Okay. Let's take these one by one.
1. Members of Metallica are stating that they have to tour constantly to make up for lost royalties.
We really don't even know what this means. I'm not a Metallica fan, but is it possible that their last few albums really aren't up to snuff and that they're fallen off of the "auto-buy list" for many of their fans? This, in addition to the general decline in record sales could help explain their issue. In other words, if they were to produce one of the most kick-ass records of their career, would they need to be selling their priceless works of art?
2. Most any rock band that can't sell normal concert tickets are being packaged into cruises, 2nd rate casinos, and festival third stages.
Is this a sign of decline, or a new marketing paradigm? Throughout rock, bands have come and gone. Now, some of the "hangers-on" have a way to continue to make money while playing for their fans. Package tours have been around forever.
3. Geoff Tate has allegedly tried to murder his band in South America, and is confirmed to have told an Oklahoma crowd that they suck. The other QR band members now have a new band, but are STILL booked as QR through 2012.
I don't see how this is relevant to the discussion at all.
4. Eddie Kramer, the world famous producer/engineer of everyone from Jimi Hendrix to Led Zeppelin is selling pictures and swag at the John Bonham birthday bash gig to earn a little extra cash.
Again, I don't know enough about Mr. Kramer, but has he kept up with the times? Is he still as relevant and fresh as he was when he was working with Hendrix and Zeppelin? I mean, that was 35 years ago, at least.
5. My teenage daughter's favorite band is called One Direction and their biggest hit is a ripoff of an old Sheena Easton 80s hit with horrible lyrics and auto tuned vocals throughout.
Oh no! Your teenage daughter likes music that is created to appeal to....teenage daughters?!!!! The horror!
So, is it just me or is the whole rock and roll thing in the toilet at this point?

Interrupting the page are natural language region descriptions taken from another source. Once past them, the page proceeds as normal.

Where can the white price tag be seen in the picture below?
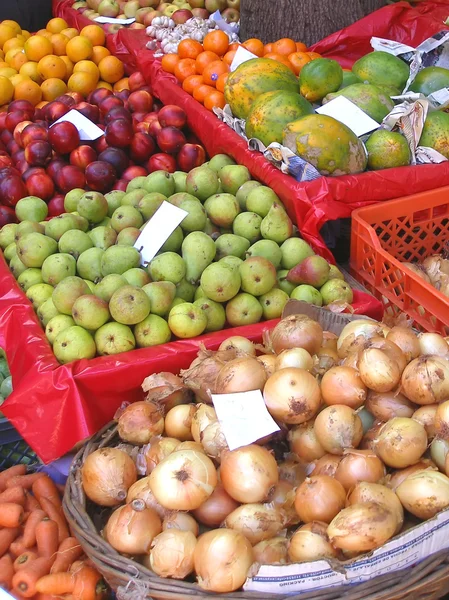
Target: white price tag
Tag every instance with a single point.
(158, 229)
(86, 128)
(349, 114)
(243, 417)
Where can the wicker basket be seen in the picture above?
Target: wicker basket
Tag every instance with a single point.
(131, 581)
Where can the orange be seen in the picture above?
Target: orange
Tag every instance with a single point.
(36, 47)
(59, 43)
(189, 48)
(216, 41)
(184, 68)
(191, 82)
(56, 25)
(28, 90)
(29, 69)
(204, 59)
(298, 60)
(98, 53)
(284, 46)
(95, 34)
(52, 66)
(79, 48)
(111, 69)
(214, 99)
(255, 46)
(169, 62)
(213, 71)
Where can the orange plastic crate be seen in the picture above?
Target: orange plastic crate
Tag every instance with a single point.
(386, 235)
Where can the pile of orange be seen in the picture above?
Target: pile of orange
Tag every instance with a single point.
(202, 69)
(55, 60)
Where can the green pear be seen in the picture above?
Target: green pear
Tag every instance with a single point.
(198, 251)
(118, 259)
(57, 267)
(34, 248)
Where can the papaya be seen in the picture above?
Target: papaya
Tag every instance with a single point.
(368, 98)
(331, 147)
(435, 133)
(382, 68)
(430, 79)
(387, 149)
(253, 78)
(272, 111)
(320, 77)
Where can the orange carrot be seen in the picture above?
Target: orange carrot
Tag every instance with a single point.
(29, 532)
(24, 559)
(56, 515)
(56, 584)
(10, 473)
(68, 552)
(45, 488)
(47, 538)
(11, 515)
(7, 536)
(6, 572)
(24, 582)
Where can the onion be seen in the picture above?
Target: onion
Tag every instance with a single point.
(204, 416)
(310, 542)
(241, 345)
(424, 493)
(297, 331)
(271, 552)
(303, 442)
(359, 465)
(338, 427)
(181, 521)
(426, 380)
(184, 480)
(355, 335)
(319, 498)
(292, 396)
(178, 422)
(379, 494)
(362, 527)
(426, 416)
(131, 528)
(172, 554)
(433, 344)
(378, 371)
(401, 442)
(241, 375)
(295, 357)
(222, 559)
(387, 405)
(248, 473)
(257, 522)
(216, 508)
(139, 422)
(106, 475)
(343, 385)
(406, 340)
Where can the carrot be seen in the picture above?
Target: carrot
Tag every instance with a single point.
(29, 532)
(56, 584)
(44, 487)
(9, 473)
(24, 559)
(24, 581)
(6, 572)
(47, 538)
(7, 536)
(68, 552)
(56, 515)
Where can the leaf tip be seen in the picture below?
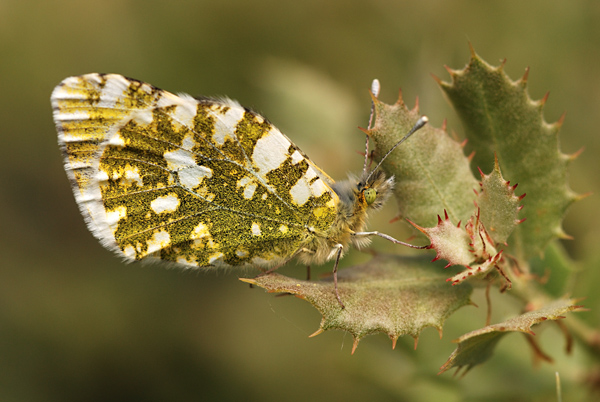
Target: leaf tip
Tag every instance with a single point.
(317, 332)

If it's not obvious by now, my answer is no. Like the entire music industry, it's just changing - it's in a state of flux. And if you really feel this way, the examples given in the original post don't make a strong argument. Technology has drastically changed how music is created, produced, marketed, distributed, and listened to. Those who can keep up with the changes will survive, the rest will take cruises with their fans.